Structure of Escherichia coli Type P pili encompassing the PapG unit containing galabiose specific receptors (Gal(α1–4)Gal-) for attachment to urinary tract tissue. The pilus is anchored to the membrane by PapH, whose location is yet to be characterized fully but has been hypothesized by Verger and colleagues to terminate the pilus structure at the base as shown, allowing anchoring to the membrane [46]. Type P pili subunits enter the periplasm by the Sec transport system. In the presence of PapD, stable chaperone-subunit complexes are formed via attachment to the hydrophobic C-terminus of pili subunits [47]. PapD acts as the chaperone to assemble and deliver pili subunits to the outer membrane usher PapC. PapC is a pore forming protein that facilitates pilus assembly by creating a narrow channel across the outer membrane. Assembly of subunits from the outer membrane PapC occurs through a donor strand exchange mechanism. PapA forms a tightly wound helix fiber on the external cell and provides a driving force for the translocation of pili subunits across the outer membrane, facilitating outward pilus growth [48]. Adapted from Mu and Bullitt, 2006 [48] and Mu, 2005 [49].

Figure 3

The synthesis and polymerization mechanism involved in the production of Pseudomonas aeruginosa alginate. The letters A–X and numbers 8 and 44 correlate to alginate biosynthetic enzymes that are preceded by Alg (for example A = AlgA). AlgA, AlgC, and AlgD control the production of the alginate precursor GDP-mannuronic acid. Both Alg8 and Alg44 transport this molecule for polymerization in the periplasm. Alginate lysase (AlgL) produces short oligomers that prime polymerization. AlgG interacts with AlgK and AlgX protecting the production of the alginate polymer by forming a scaffold in the periplasm. Epimerization of polymerized mannuronate residues is also controlled by AlgG, a C-5-epimerase.
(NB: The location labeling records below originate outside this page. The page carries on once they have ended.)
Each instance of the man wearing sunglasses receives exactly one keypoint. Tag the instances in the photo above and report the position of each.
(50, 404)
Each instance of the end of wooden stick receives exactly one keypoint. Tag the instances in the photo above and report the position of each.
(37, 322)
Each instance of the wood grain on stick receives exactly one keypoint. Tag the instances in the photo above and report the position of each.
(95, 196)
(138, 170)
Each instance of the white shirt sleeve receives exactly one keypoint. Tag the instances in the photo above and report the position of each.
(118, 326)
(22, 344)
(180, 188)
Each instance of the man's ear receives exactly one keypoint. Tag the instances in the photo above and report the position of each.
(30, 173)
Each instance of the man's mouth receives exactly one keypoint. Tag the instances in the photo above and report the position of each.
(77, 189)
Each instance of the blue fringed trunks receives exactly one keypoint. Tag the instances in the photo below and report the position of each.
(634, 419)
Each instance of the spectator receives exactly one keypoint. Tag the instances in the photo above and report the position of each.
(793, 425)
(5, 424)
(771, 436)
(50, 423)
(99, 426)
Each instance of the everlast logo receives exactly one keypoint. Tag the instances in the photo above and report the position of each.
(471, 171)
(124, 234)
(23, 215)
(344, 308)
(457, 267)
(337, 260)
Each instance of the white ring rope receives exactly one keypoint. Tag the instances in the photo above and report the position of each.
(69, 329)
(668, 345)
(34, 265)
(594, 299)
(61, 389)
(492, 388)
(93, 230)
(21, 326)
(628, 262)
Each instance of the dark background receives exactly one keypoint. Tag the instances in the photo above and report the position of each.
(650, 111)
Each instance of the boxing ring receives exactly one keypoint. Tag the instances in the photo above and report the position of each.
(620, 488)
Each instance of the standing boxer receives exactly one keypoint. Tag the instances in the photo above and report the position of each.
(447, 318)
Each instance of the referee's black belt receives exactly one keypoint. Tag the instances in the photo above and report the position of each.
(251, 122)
Acetylation of some mannuronate residues occurs via the enzymes AlgF, AlgJ, and AlgI at O2 and/or O3 positions, with AlgE transporting the formed alginate out of the cell. Adapted from Franklin and Ohman 2002 [122], Ramsey 2005 [125], and Gimmestad, 2003 [126].

Figure 4

The las, pqs, and rhl interlinked quorum sensing systems in Pseudomonas aeruginosa. The las system consists of the proteins LasR (transcriptional activator) and LasI (synthase enzyme) coded for by lasR and lasI respectively. The rhl system consists of RhlR (transcriptional activator) and RhlI (synthase enzyme) coded for by rhlR and rhlI. Adapted from Raina, 2009 [177].

Figure 5

Summary of the LuxS Quorum sensing system of Escherichia coli. Autoinducer-II, represented by pentagons, is formed from a LuxS catalyzed cleavage reaction of S-ribosylhomocysteine to 4,5-dihydroxy 2,3-pentanedione and homocysteine [213]. Key: AIP-II: Autoinducer-II: DPD: 4,5-dihydroxy-2,3-pentanedione. Adapted from Li, 2007 [184].